UniMoE-Audio: Unified Speech and Music Generation with Dynamic-Capacity MoE

Zhenyu Liu, Yunxin Li, Xuanyu Zhang, Qixun Teng, Shenyuan Jiang, Xinyu Chen, Haoyuan Shi, Jinchao Li, Qi Wang, Haolan Chen, Fanbo Meng, Mingjun Zhao, Yu Xu, Yancheng He, Baotian Hu, Min Zhang

16 Oct 2025 3 min read

AI-generated image, based on the article abstract

Quick Insight

AI That Can Sing and Compose Music in One Go

Ever imagined a single computer program that can both talk like a friend and compose a catchy tune? Scientists have built such a system, called UniMoE‑Audio, that blends speech and music generation into one smart AI. Instead of training separate programs, this model learns to switch between “talking” and “playing” modes, much like a talented musician who can pick up a microphone or a guitar at the drop of a hat. The secret sauce is a flexible “expert team” inside the AI that decides on the fly how many specialists to use, so it never gets overwhelmed by the huge amount of music data or the smaller speech data. The result? Clearer, more natural‑sounding speech and richer, more creative music—both beating previous benchmarks. This breakthrough means future apps could let you chat with a virtual assistant that also writes background scores for your videos, all without juggling multiple programs. Imagine the possibilities for creators, educators, and anyone who loves sound. The future of audio is finally speaking in harmony.

Short Review

Advancing Universal Audio Generation with UniMoE-Audio

This insightful article introduces UniMoE-Audio, a pioneering unified model designed for both speech and music generation. It directly addresses the long-standing challenges of task conflicts and severe data imbalances that have historically hindered progress in universal audio synthesis. The authors propose a novel Dynamic-Capacity Mixture-of-Experts (MoE) framework, coupled with an innovative three-stage training curriculum, to overcome these obstacles. Through extensive experimentation, UniMoE-Audio demonstrates state-of-the-art performance across major speech and music generation benchmarks, showcasing superior synergistic learning and effectively mitigating performance degradation often seen in naive joint training approaches.

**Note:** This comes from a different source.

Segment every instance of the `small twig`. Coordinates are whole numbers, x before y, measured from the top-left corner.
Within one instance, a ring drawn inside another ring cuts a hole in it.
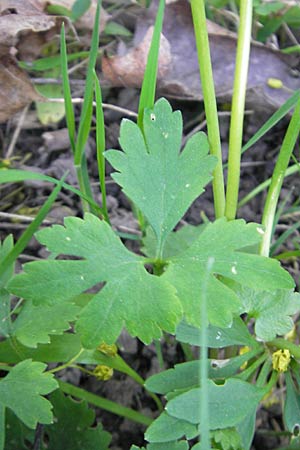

Critical Evaluation of UniMoE-Audio

Strengths

The core strength of UniMoE-Audio lies in its sophisticated architectural design. The Dynamic-Capacity MoE framework, featuring a Top-P routing strategy and hybrid experts (routed, shared, and null), intelligently allocates computational resources and captures both domain-specific and domain-agnostic features. This adaptive approach effectively resolves the inherent task conflicts between speech and music generation. Furthermore, the meticulously crafted three-stage training curriculum—comprising Independent Specialist Training, MoE Integration and Warmup, and Synergistic Joint Training—is highly effective in leveraging imbalanced datasets, preventing catastrophic forgetting, and fostering enhanced cross-domain synergy.

Experimental results consistently highlight UniMoE-Audio's superior performance, achieving state-of-the-art results in both speech synthesis (measured by metrics like UTMOS) and aesthetic music generation (evaluated via CLAP and Fréchet Audio Distance). The model's ability to maintain high quality across diverse tasks, including Text-to-Music and Video-to-Music, underscores its robustness and the efficacy of its specialized MoE architecture in mitigating task conflict compared to dense baselines.

Considerations and Future Scope

While UniMoE-Audio presents a robust and highly effective solution, the inherent complexity of its MoE architecture and multi-stage training curriculum might pose challenges for broader implementation or require significant computational resources. Future research could explore optimizing these aspects for greater efficiency or extending its capabilities to an even wider array of audio tasks beyond speech and music, such as environmental sounds or sound effects, further pushing the boundaries of universal audio generation.

Conclusion

UniMoE-Audio represents a significant leap forward in the pursuit of universal audio generation. By innovatively tackling task conflicts and data imbalance through its specialized MoE architecture and a carefully designed training strategy, the model not only achieves state-of-the-art performance but also demonstrates profound synergistic learning. This work provides a compelling blueprint for future research in unified multimodal models, paving the way for more comprehensive and high-fidelity AI-driven audio content creation.